Posté par Paul dans la catégorie : Histoire locale, nationale, internationale : pages de mémoire; Portraits d'artistes, de militantes et militants libertaires d'ici et d'ailleurs .

Un petit saut en arrière dans le temps. Un peu plus d’un siècle exactement… Londres 1912. Petit portrait de groupe dans le milieu anarchiste de la capitale. A gauche, un couple. L’homme aux petites lunettes rondes à l’arrière c’est Rudolf Rocker, un militant d’origine allemande, en exil. Il va devenir l’un des théoriciens importants de l’anarchisme (même si ses travaux sont plutôt méconnus en France). Devant lui, une jeune femme avec un chapeau de dimension respectable, fixe le photographe l’air très sérieux. C’est Milly Witcop une militante d’origine ukrainienne, en exil, le sujet principal de cette chronique. Cela fait déjà une quinzaine d’années qu’elle est devenue la compagne de Rocker, l’orateur séduisant qu’elle a rencontré en 1895 lors d’une réunion avec un petit groupe d’activistes juifs dans le quartier d’East End. En 1912, ils ont déjà vécu pas mal d’aventures en commun, dont un voyage aller-retour à New York, mais elle ne se doute pas encore que leur union va durer cinquante huit années au total.  La jeune femme va jouer un rôle considérable dans la vie et dans l’œuvre de son compagnon. On conserve le souvenir des personnages importants dans l’histoire sociale ; on oublie trop souvent que certains ont bénéficié, dans l’ombre, du soutien incessant de leur conjoint. Vous me direz qu’il en va de même pour les écrivains, les peintres ou les savants les plus connus… Certes ! Dans le cas du couple Rocker, particulièrement fusionnel, il est important de rendre à Milly la place qui est la sienne : compagne de lutte, inspiratrice, soutien de tous les instants, même si cette femme courageuse n’a signé de son nom aucun écrit important pour la postérité.
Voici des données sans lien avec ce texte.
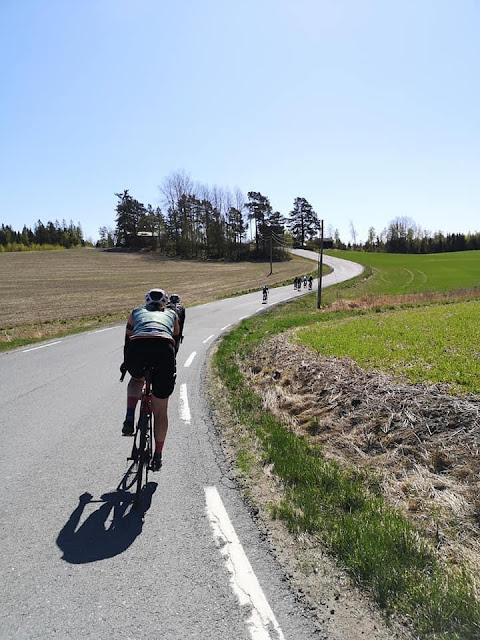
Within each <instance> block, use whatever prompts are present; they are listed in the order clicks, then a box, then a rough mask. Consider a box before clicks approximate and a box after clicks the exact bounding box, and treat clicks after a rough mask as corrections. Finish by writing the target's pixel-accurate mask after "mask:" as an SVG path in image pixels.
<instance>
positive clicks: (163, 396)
mask: <svg viewBox="0 0 480 640" xmlns="http://www.w3.org/2000/svg"><path fill="white" fill-rule="evenodd" d="M156 350H157V357H158V362H159V363H160V365H159V366H158V367H155V369H154V372H153V385H152V412H153V415H154V436H155V454H154V457H153V469H154V470H156V469H159V468H160V466H161V458H162V451H163V446H164V444H165V438H166V436H167V431H168V398H169V397H170V395H171V394H172V392H173V389H174V387H175V379H176V363H175V347H174V345H173V344H172V343H171V342H169V341H168V340H162V339H160V340H158V344H157V345H156ZM158 460H160V466H159V465H158Z"/></svg>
 Rien ne prédispose Milly à devenir une activiste féministe, anarchiste, militante infatigable pour la paix, contre le racisme, l’antisémitisme et l’exploitation des travailleurs par le Capital tout-puissant. Elle est née dans la petite ville de Zlatopol en Ukraine. La famille Vitkopsky, de confession juive, est d’origine russe et ukrainienne. Ainée de quatre sœurs, elle est la première à quitter son pays d’origine pour rejoindre la Grande Bretagne, en 1894. Elle espère trouver à Londres un travail suffisamment bien rémunéré pour permettre ensuite au restant de sa famille, dont l’existence est sans cesse menacée par les persécutions, de la rejoindre. Les conditions de travail sont particulièrement dures, même si une solidarité remarquable dans le quartier juif de l’East End permet aux émigrants de survivre. Ce n’est qu’en travaillant sans relâche qu’elle arrive à faire quelques économies pour atteindre son objectif. Elle prend très vite conscience des conditions invraisemblables dans lesquelles elle travaille, ainsi que ses compagnes. La lecture de la brochure rédigée par un anarchiste déjà célèbre à l’époque, Pierre Kropotkine, l’impressionne vivement et l’amène à rompre avec son ancien mode de pensée et ses traditions d’origine. Elle prend contact et s’implique dans l’équipe de militants qui rédige et diffuse le journal de propagande anarchiste « Arbeyter Fraynd ». Un an après son arrivée, elle fait la connaissance de Rudolf Rocker…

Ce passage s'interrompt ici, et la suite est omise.